Bangor Approach Control gave me vectors to intercept the localizer for the ILS Runway 22 at 3,000ft and 12 miles out. We get established on the localizer and soon intercept the glideslope which begins our decent into Bar Harbor. First notch of flaps, gear down, 17" manifold pressure gives us 500ft/min decent at 110kts -- perfect. At 2,100ft MSL, we reach the outer marker and are still above the fog bank in beautiful sunshine with a sea of white below us. I check and double-check everything -- it all looks right. At 1,300ft we enter the clouds and the entire world goes white -- no visual reference at all. I ease the MP back to 15" which slows us to 90kts. The altimeter continues to register our decent -- 900ft, 800ft, 600ft and still no visibility, just white. At 500ft (remember the ground is down there at 90ft MSL) I begin to see glimpses of the ground below us but still no forward visibilty. And then it happens -- we break out below the clouds and see the runway is straight ahead!! We are just below 400ft and right on the glideslope. I pull the power back to 13"MP, put in full flaps and make a decent landing on the centerline of the runway. WOW!

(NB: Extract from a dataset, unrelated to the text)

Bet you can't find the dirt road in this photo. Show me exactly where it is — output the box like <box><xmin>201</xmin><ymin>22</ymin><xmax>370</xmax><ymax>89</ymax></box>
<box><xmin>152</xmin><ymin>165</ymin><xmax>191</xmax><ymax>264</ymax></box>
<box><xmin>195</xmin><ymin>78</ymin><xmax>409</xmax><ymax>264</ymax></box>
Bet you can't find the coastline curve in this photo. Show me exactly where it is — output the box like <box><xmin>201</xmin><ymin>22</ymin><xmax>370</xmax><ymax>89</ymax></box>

I was relieved to be down, yet elated I had flown the approach perfectly and made a successful landing at an airport near minimums. My immediate thought was to thank Andy Alson, the CFII who trained me to be an instrument pilot. The picutre below shows what the weather looked like from the ground.

Bill Evans met us at the airport, but declined to go for a ride due to the poor weather. Bill is a pilot, although not current, and he used to own a Socata Tobago in the 90's. He made the appropriate oohs and aahs over the plane and we went on our way to his home in Bass Harbor.